Immunostaining with an antibody raised against human placental lactogen. Many neoplastic cells are strongly immunolabeled. Bar = 100 μm.
Immunostaining with a polyclonal antibody raised against human β-chorionic gonadotropin hormone. Several cells, including a multinucleated cell, are labeled by the antibody. Bar = 25 μm.
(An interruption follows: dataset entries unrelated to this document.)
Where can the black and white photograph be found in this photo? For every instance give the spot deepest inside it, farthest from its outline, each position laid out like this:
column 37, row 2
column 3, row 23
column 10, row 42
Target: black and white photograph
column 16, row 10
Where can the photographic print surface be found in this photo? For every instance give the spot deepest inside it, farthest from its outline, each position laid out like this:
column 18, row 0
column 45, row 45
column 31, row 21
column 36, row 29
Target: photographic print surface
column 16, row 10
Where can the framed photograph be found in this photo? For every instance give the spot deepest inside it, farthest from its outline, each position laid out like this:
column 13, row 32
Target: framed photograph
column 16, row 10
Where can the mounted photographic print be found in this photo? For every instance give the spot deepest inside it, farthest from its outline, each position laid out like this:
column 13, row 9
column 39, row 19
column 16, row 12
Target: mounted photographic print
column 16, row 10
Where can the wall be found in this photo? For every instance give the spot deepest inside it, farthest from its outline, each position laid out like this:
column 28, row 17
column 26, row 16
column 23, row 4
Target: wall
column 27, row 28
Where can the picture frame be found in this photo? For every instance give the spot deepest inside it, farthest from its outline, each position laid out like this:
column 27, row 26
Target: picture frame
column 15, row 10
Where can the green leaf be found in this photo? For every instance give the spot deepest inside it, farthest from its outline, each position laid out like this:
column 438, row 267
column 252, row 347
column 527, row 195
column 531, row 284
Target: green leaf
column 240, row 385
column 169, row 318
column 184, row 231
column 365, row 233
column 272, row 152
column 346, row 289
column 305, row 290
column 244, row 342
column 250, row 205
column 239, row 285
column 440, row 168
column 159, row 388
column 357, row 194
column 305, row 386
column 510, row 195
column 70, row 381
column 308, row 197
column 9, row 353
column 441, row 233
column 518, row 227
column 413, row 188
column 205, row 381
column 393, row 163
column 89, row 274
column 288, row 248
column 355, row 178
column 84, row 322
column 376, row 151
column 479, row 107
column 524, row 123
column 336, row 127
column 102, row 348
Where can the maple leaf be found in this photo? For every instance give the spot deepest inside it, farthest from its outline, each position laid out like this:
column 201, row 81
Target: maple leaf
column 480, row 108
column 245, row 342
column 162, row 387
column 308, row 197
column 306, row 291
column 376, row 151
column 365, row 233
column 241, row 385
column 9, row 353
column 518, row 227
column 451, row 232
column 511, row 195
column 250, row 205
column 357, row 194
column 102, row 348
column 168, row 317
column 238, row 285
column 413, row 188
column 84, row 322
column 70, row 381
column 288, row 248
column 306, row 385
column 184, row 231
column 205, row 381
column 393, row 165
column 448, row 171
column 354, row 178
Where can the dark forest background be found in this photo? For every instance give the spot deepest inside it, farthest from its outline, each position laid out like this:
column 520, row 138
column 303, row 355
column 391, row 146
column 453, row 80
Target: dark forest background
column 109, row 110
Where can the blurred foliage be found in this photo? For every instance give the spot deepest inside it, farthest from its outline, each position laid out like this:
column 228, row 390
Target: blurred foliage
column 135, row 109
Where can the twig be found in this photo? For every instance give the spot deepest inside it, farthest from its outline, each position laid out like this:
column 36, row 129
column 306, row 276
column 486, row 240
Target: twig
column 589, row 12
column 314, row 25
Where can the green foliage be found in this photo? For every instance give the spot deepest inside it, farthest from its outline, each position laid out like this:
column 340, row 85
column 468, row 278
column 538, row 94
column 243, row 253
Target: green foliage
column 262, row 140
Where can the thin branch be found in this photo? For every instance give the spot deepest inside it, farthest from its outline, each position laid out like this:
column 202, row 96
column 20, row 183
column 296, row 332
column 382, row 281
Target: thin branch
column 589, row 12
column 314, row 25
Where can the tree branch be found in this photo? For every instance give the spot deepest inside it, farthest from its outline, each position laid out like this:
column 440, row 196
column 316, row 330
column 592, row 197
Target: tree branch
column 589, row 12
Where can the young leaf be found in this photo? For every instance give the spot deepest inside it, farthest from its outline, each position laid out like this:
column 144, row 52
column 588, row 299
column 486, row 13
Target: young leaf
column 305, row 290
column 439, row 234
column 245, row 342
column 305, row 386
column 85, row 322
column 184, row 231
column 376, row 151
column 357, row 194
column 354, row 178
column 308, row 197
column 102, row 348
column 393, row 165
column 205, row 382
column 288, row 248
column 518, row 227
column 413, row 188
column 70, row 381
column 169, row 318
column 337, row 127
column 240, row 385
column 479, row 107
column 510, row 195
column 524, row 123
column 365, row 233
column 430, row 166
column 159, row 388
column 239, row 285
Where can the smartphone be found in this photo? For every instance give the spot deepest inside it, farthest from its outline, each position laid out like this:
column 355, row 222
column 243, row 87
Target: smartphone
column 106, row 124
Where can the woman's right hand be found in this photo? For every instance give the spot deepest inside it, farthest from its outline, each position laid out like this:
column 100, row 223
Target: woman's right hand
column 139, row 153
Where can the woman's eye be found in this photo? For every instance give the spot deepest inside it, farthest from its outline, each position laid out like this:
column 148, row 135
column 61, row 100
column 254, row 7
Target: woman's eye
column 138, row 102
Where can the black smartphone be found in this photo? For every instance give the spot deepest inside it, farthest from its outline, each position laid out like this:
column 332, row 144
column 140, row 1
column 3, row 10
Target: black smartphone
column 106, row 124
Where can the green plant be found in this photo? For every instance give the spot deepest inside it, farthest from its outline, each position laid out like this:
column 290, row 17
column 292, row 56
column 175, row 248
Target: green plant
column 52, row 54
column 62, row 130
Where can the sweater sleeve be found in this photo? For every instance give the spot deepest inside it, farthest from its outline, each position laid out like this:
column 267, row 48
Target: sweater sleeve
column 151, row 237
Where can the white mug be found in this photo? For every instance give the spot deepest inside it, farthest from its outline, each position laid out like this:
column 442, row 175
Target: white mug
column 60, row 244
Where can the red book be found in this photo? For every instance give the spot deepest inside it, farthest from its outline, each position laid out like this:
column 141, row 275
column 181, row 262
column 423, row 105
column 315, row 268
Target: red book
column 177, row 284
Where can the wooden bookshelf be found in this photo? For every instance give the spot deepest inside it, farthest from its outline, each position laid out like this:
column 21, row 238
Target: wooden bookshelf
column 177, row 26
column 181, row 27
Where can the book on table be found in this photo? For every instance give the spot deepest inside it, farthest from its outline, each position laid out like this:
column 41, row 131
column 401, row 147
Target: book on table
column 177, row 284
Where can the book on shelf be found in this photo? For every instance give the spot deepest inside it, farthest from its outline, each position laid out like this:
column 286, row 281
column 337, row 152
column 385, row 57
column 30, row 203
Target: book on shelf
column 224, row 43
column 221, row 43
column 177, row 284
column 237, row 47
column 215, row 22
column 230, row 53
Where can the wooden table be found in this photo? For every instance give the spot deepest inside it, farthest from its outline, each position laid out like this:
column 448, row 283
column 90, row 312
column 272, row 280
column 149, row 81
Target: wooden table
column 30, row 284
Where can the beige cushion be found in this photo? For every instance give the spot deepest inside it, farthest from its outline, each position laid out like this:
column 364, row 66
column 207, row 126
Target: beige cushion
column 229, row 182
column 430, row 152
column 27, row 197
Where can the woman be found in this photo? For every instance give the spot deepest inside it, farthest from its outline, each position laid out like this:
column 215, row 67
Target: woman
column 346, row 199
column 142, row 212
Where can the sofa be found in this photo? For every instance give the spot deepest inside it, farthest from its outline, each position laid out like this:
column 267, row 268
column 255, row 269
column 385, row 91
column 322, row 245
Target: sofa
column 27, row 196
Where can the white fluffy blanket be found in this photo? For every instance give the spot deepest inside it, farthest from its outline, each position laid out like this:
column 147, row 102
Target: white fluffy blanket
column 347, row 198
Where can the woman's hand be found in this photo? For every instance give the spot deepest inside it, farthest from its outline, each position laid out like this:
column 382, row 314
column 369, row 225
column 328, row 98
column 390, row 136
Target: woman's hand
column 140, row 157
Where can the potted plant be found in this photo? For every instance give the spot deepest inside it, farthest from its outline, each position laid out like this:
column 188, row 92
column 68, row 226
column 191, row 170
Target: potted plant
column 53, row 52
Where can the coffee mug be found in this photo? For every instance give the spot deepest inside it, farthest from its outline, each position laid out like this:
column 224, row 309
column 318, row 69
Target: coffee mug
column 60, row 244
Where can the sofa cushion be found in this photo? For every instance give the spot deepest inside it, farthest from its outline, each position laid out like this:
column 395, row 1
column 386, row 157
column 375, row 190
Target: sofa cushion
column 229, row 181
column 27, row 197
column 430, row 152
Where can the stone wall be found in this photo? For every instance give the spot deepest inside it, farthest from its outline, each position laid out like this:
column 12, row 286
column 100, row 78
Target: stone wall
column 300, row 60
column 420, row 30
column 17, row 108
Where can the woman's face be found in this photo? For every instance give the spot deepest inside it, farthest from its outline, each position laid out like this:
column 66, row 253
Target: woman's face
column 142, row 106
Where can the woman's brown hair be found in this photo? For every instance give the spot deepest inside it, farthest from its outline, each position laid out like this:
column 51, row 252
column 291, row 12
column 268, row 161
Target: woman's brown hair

Nongestational trophoblastic tumors are rare and usually associated with other germ cell components in mixed germ cell neoplasms. The present tumor was exclusively composed of trophoblastic cells without other germ cell component in the primary tumor or in the metastases. Tumor cells were essentially mononucleated intermediate trophoblastic cells expressing placental lactogen, with a few multinucleated chorionic gonadotropin (CG)-containing syncytiotrophoblastic-like cells. This immunohistochemical pattern indeed favors a differentiation of the neoplastic cells similar to the extravillous interstitial trophoblast of the placental site. Furthermore, the tumor did not show the characteristic bilaminar pattern of choriocarcinoma nor a cohesive carcinomatous-like pattern suggestive of epithelioid trophoblastic tumor, but rather the appearance of a placental site trophoblastic tumor. The absence of current or previous pregnancy in this monkey, who had never been mated, excludes the gestational origin of the tumor. Germ cell tumors are the most common ovarian neoplasm in young humans, and nongestational ovarian trophoblastic tumors occurred in 3- and 4-year-old rhesus monkeys (Farman et al. and the present case) and in 4- and 13-year-old cynomolgus monkeys. 3, 5, 8 The ovarian epithelioid trophoblastic tumor was discovered after treatment with cytotoxic drugs, 3 which may have altered the histology of the tumor, in contrast with the present monkey who had never been treated. Serum β-hCG level is usually elevated in human choriocarcinoma but not in placental site trophoblastic tumor, 5 and accordingly, CG was not detected in the serum of the present monkey.
In conclusion, we describe a pure nongestational malignant placental site trophoblastic tumor of the ovary in a young rhesus monkey, a never reported tumor to the best of our knowledge.